I have been coming to Truro on Cape Cod since I was ten. I'm not bragging, it's just where we ended up for the summers. My parents grew up in Boston and the Cape was where they spent their free time. Sometimes I loved it, sometimes I hated it, sometimes I didn't come at all. As the years progressed, different things occurred. One year The New York Times had an article about Brush Hollow which was a beach a mile up from our main beach, Ballston. The article said that there was a nude beach near Ballston and I believe the Village Voice had an actual ad. One day we looked and the sand was completely covered with people, mostly men and mainly nude. We shrugged and continued to body surf. The people who ran the general store were busing them out since you had to have a beach parking permit. The store owners, the Schooneogans, were so blonde they lacked any pigment, their offspring reminded you of "Children of the Corn" and they charged a dollar for a completely rotted peach. Their laundromatte dumped untreated soap suds into the tidal river that ran past our cottage.

Then there was the discovery of swimming out on the Pamet. You jumped in when the tide was going out and ended up in the Harbor. We parked a car there and left some towels and drove home. A year later there were more people. Ten years later there were strangers standing on the dock explaining how they had started this "tradition" the previous year.

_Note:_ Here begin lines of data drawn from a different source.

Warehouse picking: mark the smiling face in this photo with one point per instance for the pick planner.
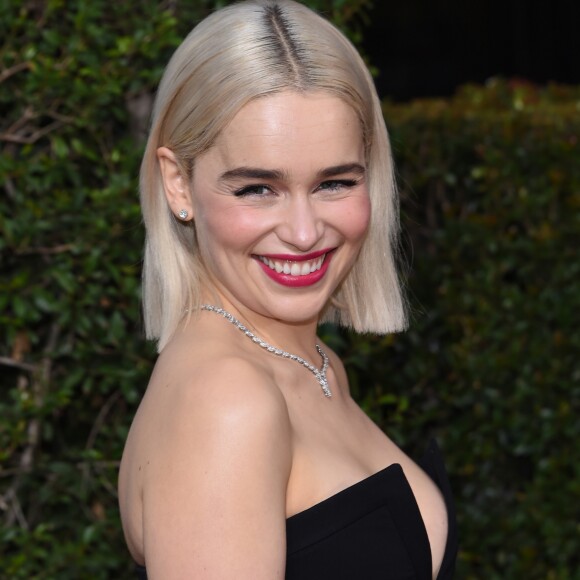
(280, 204)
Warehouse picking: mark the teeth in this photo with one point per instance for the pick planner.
(294, 268)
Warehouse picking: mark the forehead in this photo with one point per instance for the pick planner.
(290, 129)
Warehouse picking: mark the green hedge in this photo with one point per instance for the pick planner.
(490, 187)
(491, 200)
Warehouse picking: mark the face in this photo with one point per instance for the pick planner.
(280, 204)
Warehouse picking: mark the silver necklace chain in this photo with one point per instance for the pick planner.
(319, 374)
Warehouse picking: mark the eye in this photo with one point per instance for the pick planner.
(248, 190)
(337, 184)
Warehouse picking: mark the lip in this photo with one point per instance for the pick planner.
(297, 281)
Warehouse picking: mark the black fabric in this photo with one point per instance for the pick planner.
(372, 530)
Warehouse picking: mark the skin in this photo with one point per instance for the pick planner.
(230, 440)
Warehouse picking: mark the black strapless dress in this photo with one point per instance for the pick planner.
(372, 530)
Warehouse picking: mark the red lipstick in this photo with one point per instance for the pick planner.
(297, 281)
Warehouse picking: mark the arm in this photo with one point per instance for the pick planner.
(215, 487)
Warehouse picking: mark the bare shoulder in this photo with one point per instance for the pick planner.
(214, 458)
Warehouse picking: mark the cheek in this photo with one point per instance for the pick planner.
(227, 229)
(355, 218)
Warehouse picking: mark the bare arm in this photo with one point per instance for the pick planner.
(214, 490)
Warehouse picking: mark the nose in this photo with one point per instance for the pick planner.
(300, 225)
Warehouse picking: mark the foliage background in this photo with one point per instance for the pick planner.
(490, 186)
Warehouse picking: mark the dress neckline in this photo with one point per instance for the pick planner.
(388, 489)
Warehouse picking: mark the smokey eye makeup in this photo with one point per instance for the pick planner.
(331, 185)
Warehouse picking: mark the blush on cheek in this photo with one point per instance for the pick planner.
(358, 217)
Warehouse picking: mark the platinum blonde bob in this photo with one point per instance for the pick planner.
(240, 53)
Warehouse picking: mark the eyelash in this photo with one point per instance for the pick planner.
(335, 185)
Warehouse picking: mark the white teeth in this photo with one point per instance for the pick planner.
(294, 268)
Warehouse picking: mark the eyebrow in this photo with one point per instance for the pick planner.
(275, 174)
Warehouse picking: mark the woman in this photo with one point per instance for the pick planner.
(268, 198)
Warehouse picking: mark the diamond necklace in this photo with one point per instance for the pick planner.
(319, 374)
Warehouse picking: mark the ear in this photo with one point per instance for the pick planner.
(175, 184)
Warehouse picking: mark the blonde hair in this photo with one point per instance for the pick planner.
(240, 53)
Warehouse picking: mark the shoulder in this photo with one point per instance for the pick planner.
(220, 393)
(216, 455)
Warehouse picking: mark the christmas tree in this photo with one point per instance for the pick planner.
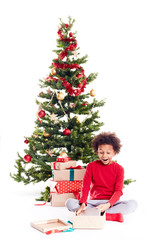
(67, 117)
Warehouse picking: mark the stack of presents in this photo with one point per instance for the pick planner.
(66, 181)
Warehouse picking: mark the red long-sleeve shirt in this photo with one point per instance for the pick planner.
(103, 181)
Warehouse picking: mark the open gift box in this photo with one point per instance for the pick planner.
(58, 200)
(51, 226)
(91, 218)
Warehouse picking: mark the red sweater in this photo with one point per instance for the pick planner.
(103, 181)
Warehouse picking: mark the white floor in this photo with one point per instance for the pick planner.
(18, 210)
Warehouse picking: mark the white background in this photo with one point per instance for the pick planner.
(122, 40)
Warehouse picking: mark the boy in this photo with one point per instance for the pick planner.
(104, 179)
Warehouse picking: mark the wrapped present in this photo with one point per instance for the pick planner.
(71, 174)
(91, 218)
(66, 186)
(58, 200)
(63, 159)
(63, 165)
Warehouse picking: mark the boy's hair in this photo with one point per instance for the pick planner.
(106, 138)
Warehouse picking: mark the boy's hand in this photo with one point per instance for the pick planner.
(81, 209)
(104, 207)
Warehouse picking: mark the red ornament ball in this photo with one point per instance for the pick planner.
(27, 158)
(66, 132)
(41, 114)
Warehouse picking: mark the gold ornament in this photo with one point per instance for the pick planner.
(92, 93)
(53, 71)
(63, 154)
(60, 96)
(45, 134)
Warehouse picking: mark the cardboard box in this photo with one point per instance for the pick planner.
(68, 174)
(58, 200)
(91, 218)
(63, 165)
(65, 186)
(51, 226)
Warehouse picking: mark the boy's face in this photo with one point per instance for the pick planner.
(106, 153)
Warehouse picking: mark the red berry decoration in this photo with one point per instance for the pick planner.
(66, 132)
(27, 158)
(41, 114)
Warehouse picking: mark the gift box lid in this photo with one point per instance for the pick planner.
(91, 218)
(53, 225)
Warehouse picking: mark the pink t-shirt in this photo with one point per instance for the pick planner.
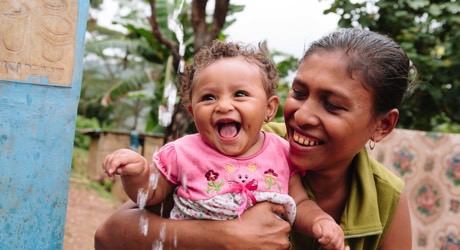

There is a Kettle Pond about 3 miles away with a resident snapping turtle. The Turtle showed up about 12 years ago and lurked, no snapping, just an ancient sort of turtle lurk. Then people started to feed him, pat him and the lurking became more pronounced. This pond barely had a path, then they built stairs and now some pedant posts the water temperature and distance across and lectures people about the history of the pond and the turtle. Someone has named him Elvis. I constantly hear people refer to the pond as if it was something they discovered.

I noticed this need to know everything when I was eleven and we were being exposed to art in places like the Prado and the Louvre. People stood in front of paintings telling other people what those paintings depicted or represented or symbolized or meant. Personally I loved to stare at the Rubens because the women had huge bums and bosoms and were invariably nude. This I could appreciate. And then it happened in movies. Before a movie even started, someone was telling someone else what the movie meant. Apparently, I was exposed to many literary genuises at a very young age. I told Edmund Wilson all about the Dickens novel I was reading and I told someone else, maybe our cleaning lady why The Highwayman was a great poem; it was morbid, violent and romantic, my three favorite qualities. I think I was a bit of a know-it-all when I was young but that's sort of okay in a kid.

Someone is always the first person to discover things. My nephew once told someone that his grandmother (my Mother) invented the atom bomb.He was only six. She did not. But my mother's good friend, Marina Whitman's father, Von Neuman, did. I'm not sure that's something to brag about.